From the Departments of Otolaryngology–Head and Neck Surgery, New York Presbyterian Hospital–Columbia University College of Physicians and Surgeons (Drs Honrado and Pearlman) and St Luke's–Roosevelt Hospital (Dr Pearlman), New York, NY.
Nasal analysis and surgical planning are crucial for a successful, aesthetically pleasing rhinoplasty. One of the key parameters for evaluation is the nasolabial angle. The nasal spine, caudal septum, and medial crura of the lower lateral cartilages provide the framework for this area. Alteration of these structures, as well as nasal tip rotation and projection, may affect the resultant nasolabial angle, length of the upper lip, and overall harmony of the nose. Fullness at the nasolabial junction caused by a pushing philtrum may also result in an unbalanced appearance. The literature is replete with methods for categorizing the nasal tip and with recommendations for surgical treatment. Treatment of the caudal septum and nasal spine is often an afterthought that is left up to the aesthetic judgment of the surgeon. To make this a more systematic decision, in 1990 we devised a classification for analysis and treatment of this area.
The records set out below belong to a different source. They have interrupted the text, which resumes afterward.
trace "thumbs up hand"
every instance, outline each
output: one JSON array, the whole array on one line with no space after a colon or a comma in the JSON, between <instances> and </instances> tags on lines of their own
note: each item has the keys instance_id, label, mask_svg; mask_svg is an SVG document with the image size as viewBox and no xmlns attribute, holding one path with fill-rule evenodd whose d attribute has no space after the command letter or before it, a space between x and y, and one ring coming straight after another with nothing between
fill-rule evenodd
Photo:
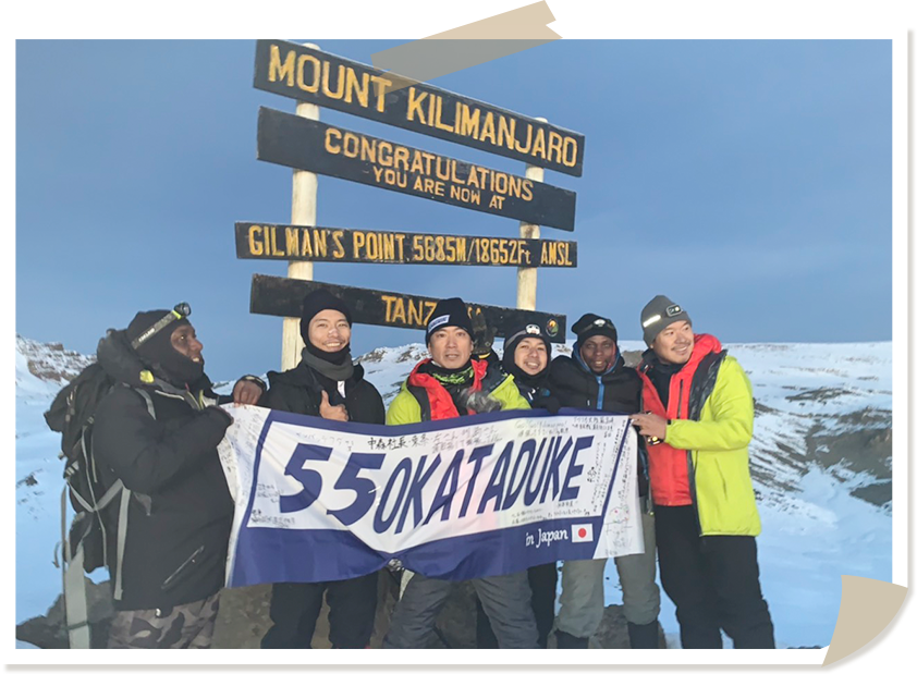
<instances>
[{"instance_id":1,"label":"thumbs up hand","mask_svg":"<svg viewBox=\"0 0 917 674\"><path fill-rule=\"evenodd\" d=\"M318 413L322 419L333 419L334 421L347 421L347 408L343 405L332 405L328 400L328 391L321 390L321 404L318 406Z\"/></svg>"}]
</instances>

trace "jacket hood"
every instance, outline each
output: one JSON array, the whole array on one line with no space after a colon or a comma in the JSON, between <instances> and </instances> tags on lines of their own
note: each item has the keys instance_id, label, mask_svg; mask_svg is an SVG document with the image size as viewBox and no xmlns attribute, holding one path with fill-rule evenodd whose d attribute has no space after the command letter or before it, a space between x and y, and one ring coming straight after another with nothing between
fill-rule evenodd
<instances>
[{"instance_id":1,"label":"jacket hood","mask_svg":"<svg viewBox=\"0 0 917 674\"><path fill-rule=\"evenodd\" d=\"M150 371L140 356L131 347L126 330L109 330L99 340L96 358L106 373L115 381L130 387L154 387L158 389L173 389L171 382L164 381L160 372ZM189 385L192 390L209 390L210 380L206 375Z\"/></svg>"},{"instance_id":2,"label":"jacket hood","mask_svg":"<svg viewBox=\"0 0 917 674\"><path fill-rule=\"evenodd\" d=\"M99 340L96 348L96 358L106 373L112 379L126 383L131 387L139 387L151 383L140 379L140 372L148 371L127 341L125 330L109 330L108 334Z\"/></svg>"}]
</instances>

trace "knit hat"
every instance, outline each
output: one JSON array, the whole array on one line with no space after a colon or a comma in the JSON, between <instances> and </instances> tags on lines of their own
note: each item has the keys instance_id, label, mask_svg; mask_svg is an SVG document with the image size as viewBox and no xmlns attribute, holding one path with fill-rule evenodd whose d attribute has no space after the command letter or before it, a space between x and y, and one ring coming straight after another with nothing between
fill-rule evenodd
<instances>
[{"instance_id":1,"label":"knit hat","mask_svg":"<svg viewBox=\"0 0 917 674\"><path fill-rule=\"evenodd\" d=\"M611 338L618 344L618 329L610 318L603 318L596 314L584 314L579 320L573 323L573 333L576 335L576 343L582 345L590 336L603 334Z\"/></svg>"},{"instance_id":2,"label":"knit hat","mask_svg":"<svg viewBox=\"0 0 917 674\"><path fill-rule=\"evenodd\" d=\"M351 320L351 308L340 297L332 295L323 287L310 292L303 299L303 316L299 319L299 334L303 335L303 343L306 345L306 351L314 356L327 360L333 365L341 365L351 359L351 345L347 344L344 348L335 353L329 353L320 350L318 346L309 341L309 321L316 315L325 309L334 309L344 315L349 324L353 324Z\"/></svg>"},{"instance_id":3,"label":"knit hat","mask_svg":"<svg viewBox=\"0 0 917 674\"><path fill-rule=\"evenodd\" d=\"M526 338L536 338L545 342L545 347L548 350L548 361L550 363L551 341L548 339L548 333L537 322L528 322L524 326L516 326L514 330L510 331L509 336L503 340L503 371L511 372L515 369L516 346Z\"/></svg>"},{"instance_id":4,"label":"knit hat","mask_svg":"<svg viewBox=\"0 0 917 674\"><path fill-rule=\"evenodd\" d=\"M475 339L475 330L472 328L472 319L468 316L468 307L461 297L440 299L430 314L427 321L427 344L437 330L454 326L467 332L472 340Z\"/></svg>"},{"instance_id":5,"label":"knit hat","mask_svg":"<svg viewBox=\"0 0 917 674\"><path fill-rule=\"evenodd\" d=\"M178 305L174 309L140 311L127 326L127 340L144 365L158 377L172 384L194 383L204 375L204 361L194 363L172 346L172 333L181 326L191 324L191 307Z\"/></svg>"},{"instance_id":6,"label":"knit hat","mask_svg":"<svg viewBox=\"0 0 917 674\"><path fill-rule=\"evenodd\" d=\"M299 320L299 334L303 335L303 342L306 344L309 343L309 321L315 318L315 315L319 311L323 311L325 309L334 309L335 311L340 311L344 315L344 318L347 319L347 322L353 324L351 320L351 308L346 305L346 303L332 295L323 287L318 289L317 291L310 292L306 295L305 299L303 299L303 316Z\"/></svg>"},{"instance_id":7,"label":"knit hat","mask_svg":"<svg viewBox=\"0 0 917 674\"><path fill-rule=\"evenodd\" d=\"M672 323L686 320L690 326L690 317L680 305L665 295L657 295L649 301L640 311L640 326L644 329L644 342L649 346L656 336Z\"/></svg>"}]
</instances>

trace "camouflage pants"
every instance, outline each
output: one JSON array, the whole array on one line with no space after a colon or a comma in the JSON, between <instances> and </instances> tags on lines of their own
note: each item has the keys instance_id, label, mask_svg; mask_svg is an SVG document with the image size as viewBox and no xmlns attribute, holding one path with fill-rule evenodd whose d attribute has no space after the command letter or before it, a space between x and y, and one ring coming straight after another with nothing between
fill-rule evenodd
<instances>
[{"instance_id":1,"label":"camouflage pants","mask_svg":"<svg viewBox=\"0 0 917 674\"><path fill-rule=\"evenodd\" d=\"M172 609L118 611L108 648L210 648L220 593Z\"/></svg>"}]
</instances>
This study included the length of the nose, the nasolabial angle, and the presence of a pushing philtrum, with suggested treatment to allow proper tip placement and to provide aesthetic balance to the nose. The only modification was in the order of presentation of nasal types. Since that publication, the senior author has consistently followed these guidelines and has found them to be a reliable tool in creating a harmonious result in rhinoplasty.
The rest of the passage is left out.